Ten years ago, the buzz in the energy industry was largely focused on the emerging global market for natural gas. This market integration was coming about because of down-trending gas production in North America which was expected to be a permanent condition. Many tens of billions of dollars were invested in designing and building LNG liquefaction terminals worldwide and scores of import terminals along the North American Pacific, Atlantic, and Gulf Coasts in preparation for massive imports to make up the deficit.
This integration, however, never took place. While these preparations were being made, George Mitchell and his team were working under most people’s radar creating the North American shale gas revolution. Once it became clear that gas supply was no longer the issue, the LNG terminals were not built, terribly underutilized, or not utilized at all. Desperation provided a means for a possible solution. Cheniere, a small but ambitious firm which had built a huge LNG import facility named Sabine Pass, began promoting the idea that there was now so much gas supply that the industry should become exporters rather than importers of LNG. Once they began to have success in getting commitments from mostly Asian customers who were looking for both LNG and greater diversity of supply, many of the other US and Canadian import terminal owners began to develop their own export plans.
So now, in 2017, the world is again set for global integration, but this time North America is beginning to play a different role, that of a major LNG supplier to the world.
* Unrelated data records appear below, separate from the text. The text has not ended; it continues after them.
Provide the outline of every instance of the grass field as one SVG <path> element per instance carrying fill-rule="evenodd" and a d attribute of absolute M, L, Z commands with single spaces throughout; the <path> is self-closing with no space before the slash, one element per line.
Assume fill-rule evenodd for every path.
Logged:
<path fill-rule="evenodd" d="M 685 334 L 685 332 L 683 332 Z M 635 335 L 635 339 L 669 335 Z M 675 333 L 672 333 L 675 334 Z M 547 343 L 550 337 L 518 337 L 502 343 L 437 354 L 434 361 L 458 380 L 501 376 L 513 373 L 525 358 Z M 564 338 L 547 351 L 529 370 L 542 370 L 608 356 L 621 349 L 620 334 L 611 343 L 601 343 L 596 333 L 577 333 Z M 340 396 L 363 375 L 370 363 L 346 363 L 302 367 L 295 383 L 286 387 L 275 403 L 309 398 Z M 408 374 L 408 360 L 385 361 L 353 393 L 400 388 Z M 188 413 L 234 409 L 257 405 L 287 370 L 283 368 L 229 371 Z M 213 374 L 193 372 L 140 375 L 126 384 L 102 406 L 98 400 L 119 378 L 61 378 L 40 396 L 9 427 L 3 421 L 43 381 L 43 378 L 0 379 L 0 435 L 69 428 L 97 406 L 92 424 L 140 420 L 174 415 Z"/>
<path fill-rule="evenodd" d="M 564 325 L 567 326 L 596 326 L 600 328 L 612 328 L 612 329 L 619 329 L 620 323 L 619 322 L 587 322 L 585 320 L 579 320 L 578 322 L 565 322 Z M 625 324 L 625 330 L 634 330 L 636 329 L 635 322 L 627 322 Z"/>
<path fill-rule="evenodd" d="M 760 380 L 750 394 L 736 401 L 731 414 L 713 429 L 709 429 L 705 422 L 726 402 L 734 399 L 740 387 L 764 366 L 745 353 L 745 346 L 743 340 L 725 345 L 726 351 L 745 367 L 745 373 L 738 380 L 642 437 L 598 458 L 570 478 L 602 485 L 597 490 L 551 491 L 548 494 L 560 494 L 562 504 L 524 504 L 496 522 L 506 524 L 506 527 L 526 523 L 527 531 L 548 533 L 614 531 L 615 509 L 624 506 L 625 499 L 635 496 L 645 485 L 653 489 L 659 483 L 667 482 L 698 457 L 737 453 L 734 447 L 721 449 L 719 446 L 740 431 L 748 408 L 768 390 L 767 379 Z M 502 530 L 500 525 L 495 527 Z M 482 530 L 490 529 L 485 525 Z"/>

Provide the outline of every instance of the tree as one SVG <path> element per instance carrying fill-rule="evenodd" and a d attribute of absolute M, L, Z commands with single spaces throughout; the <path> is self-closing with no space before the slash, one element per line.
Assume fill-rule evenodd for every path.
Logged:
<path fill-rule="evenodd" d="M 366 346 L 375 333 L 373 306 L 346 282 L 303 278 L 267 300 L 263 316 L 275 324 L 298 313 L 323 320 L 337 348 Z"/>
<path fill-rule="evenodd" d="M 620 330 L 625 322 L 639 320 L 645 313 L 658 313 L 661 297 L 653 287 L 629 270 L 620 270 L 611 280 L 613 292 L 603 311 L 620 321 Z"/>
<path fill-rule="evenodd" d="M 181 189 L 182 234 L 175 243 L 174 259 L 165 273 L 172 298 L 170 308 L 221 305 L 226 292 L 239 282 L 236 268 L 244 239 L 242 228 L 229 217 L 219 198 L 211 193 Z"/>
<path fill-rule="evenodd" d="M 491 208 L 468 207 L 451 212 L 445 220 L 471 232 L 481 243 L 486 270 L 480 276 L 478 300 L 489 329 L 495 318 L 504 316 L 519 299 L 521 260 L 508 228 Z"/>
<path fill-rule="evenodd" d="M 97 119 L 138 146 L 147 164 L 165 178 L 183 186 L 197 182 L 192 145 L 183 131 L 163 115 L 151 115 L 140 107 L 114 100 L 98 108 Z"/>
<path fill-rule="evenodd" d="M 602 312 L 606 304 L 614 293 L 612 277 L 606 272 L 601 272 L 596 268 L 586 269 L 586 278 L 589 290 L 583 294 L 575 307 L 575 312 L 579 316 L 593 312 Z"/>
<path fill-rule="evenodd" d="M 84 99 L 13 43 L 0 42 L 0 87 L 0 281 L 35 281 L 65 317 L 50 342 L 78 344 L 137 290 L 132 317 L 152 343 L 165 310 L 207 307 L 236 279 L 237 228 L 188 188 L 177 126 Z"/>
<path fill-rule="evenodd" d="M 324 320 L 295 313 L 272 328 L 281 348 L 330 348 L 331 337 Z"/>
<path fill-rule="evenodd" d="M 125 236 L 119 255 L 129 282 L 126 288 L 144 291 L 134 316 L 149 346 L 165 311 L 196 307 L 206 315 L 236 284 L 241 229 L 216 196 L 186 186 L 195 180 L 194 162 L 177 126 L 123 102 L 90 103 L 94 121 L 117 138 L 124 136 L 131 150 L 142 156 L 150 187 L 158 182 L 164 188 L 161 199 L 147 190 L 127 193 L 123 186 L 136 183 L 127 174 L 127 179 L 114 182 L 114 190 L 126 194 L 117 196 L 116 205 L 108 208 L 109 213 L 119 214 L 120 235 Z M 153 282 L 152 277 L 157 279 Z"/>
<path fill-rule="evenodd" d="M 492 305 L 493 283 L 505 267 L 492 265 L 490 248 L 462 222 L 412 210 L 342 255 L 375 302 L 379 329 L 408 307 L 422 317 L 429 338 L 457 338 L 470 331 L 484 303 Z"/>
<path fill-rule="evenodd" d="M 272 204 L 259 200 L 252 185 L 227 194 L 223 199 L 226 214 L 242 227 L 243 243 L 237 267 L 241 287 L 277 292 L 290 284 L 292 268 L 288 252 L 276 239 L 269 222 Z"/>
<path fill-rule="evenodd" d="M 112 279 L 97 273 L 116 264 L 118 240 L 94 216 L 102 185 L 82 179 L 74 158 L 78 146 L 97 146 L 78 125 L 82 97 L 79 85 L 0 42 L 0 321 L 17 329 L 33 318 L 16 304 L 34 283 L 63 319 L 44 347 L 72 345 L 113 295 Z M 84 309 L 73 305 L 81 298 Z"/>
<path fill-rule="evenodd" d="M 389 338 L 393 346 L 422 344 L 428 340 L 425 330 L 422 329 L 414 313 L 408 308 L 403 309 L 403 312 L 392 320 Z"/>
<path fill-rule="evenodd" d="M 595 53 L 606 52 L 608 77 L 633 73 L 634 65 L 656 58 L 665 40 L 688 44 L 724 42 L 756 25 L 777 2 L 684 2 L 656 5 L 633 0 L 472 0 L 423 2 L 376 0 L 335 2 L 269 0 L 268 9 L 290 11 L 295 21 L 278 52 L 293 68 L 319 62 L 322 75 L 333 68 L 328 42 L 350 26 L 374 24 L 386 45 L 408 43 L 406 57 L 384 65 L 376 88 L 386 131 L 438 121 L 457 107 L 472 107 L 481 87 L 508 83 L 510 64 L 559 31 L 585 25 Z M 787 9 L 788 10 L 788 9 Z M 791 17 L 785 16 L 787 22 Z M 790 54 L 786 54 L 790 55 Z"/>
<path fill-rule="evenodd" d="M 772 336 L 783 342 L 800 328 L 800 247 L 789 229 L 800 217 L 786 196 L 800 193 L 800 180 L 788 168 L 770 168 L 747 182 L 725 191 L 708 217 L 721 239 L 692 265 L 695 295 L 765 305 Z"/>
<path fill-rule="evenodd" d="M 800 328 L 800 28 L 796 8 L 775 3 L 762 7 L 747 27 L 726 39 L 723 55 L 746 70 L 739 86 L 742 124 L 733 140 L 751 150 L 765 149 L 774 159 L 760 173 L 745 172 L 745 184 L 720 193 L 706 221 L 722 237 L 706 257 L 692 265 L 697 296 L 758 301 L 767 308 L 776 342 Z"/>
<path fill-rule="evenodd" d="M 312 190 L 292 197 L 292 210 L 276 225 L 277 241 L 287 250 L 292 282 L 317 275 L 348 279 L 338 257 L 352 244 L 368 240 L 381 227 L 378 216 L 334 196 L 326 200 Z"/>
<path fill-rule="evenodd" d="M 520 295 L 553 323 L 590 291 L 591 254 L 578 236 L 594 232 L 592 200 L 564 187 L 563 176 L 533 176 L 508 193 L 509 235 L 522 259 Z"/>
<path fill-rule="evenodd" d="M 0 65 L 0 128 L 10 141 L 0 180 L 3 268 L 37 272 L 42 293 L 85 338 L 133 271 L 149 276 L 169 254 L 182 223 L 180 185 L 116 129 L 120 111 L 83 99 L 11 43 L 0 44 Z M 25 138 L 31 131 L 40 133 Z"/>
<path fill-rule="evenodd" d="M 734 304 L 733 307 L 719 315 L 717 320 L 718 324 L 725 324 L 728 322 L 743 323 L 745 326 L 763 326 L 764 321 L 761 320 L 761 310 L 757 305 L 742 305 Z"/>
But it is not a given that North America will be successful in this endeavour. Major competition from Australia, Qatar and Russia in the near term and East Africa in the longer term make this a wide-open game. And a lukewarm appetite for LNG in Asia make the game even tougher. Designing the scenarios and projecting the possible outcomes requires a sophisticated modelling system.
G2M2 is a modelling system used to analyze and forecast the future of global gas integration. Similar in many ways to its predecessor, GPCM, the North American Natural Gas Market Forecasting System, G2M2 is a system which allows users to run a wide variety of scenarios under assumptions of their own choosing. But G2M2 is also different from GPCM because it is modelling a variety of natural gas markets, some of which are competitive like the US and Canada, some of which are liberalizing like Europe, and many in which the government and its national companies are decidedly non-competitive. G2M2 has been designed to both address this current mix as well as to envision possibilities for evolution to increasingly more market-oriented approaches.